At the beginning of November the new trees arrived through the post. Being bare rooted we heeled them into the veggie patch as a temporary home.
Fast forward a few weeks and this week was the grand tree planting ceremony. A wet week was forecast, perfect weather for planting! First we marked out where the trees would go. We carefully positioned ten bamboo canes, taking our time to make sure they were neatly spaced and looked just right. Elliot helped out by following us round and repositioning several canes. After a cup of tea we had to start all over again, this time with the dogs at a safe distance.
Next, Adrian got to work with the tree guards which entailed banging in 40 stobs with his fence post knocker-inner. It was a hard slog getting them in and we now have a large collection of rocks of all shapes and sizes for dry stone wall repairs.

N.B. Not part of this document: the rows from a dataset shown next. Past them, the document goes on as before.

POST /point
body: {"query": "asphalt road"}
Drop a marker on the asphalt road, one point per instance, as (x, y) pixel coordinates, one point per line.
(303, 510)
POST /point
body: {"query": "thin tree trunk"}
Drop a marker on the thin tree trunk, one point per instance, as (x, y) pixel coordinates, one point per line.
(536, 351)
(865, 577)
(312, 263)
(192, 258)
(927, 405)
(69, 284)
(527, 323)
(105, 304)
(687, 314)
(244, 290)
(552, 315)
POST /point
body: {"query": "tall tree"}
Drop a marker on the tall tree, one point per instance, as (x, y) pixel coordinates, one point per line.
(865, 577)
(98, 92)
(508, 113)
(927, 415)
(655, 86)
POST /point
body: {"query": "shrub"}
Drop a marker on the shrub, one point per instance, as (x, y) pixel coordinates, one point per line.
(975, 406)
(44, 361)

The following day Adrian dug ten large holes for each of the trees. Now we have even more spare rocks for wall repairs. Then it was over to me, I filled my wheelbarrow with several bags of compost, a tub of fertiliser and of course the apple trees. Thankfully they were all alive and well, the roots looked healthy and there were plenty of worms nestled in the root-balls.
Three days later and all ten trees are in their new homes, hoorah! All we have left to do is attach some lengths of stock fence and railings to the posts to keep them safe from the sheep.

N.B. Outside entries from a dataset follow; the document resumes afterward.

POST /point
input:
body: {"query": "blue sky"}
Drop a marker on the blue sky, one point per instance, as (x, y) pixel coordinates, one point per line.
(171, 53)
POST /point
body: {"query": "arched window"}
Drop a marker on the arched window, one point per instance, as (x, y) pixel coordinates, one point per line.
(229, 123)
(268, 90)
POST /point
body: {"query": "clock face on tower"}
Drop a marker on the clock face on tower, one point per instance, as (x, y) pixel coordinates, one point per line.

As a side note, we have a Himalayan Cedar in a corner of the orchard which the sheep took a great liking too a couple of years ago. (You can see it in the photo on the left). They’d taken several inches of bark all the way round and we thought the poor tree was doomed. In desperation we attached several bridge grafts all the way round and taped moss over the damaged trunk. Two years later and the tree has not only survived but has put on growth and is looking healthy. Even more surprising, none of the bridge grafts are alive so we are not sure how this is possible. The only thing we can think of is that we decided to leave the ‘mossy bandage’ in place (originally we were going to remove it after a few months), perhaps this is helping transport sap up the trunk?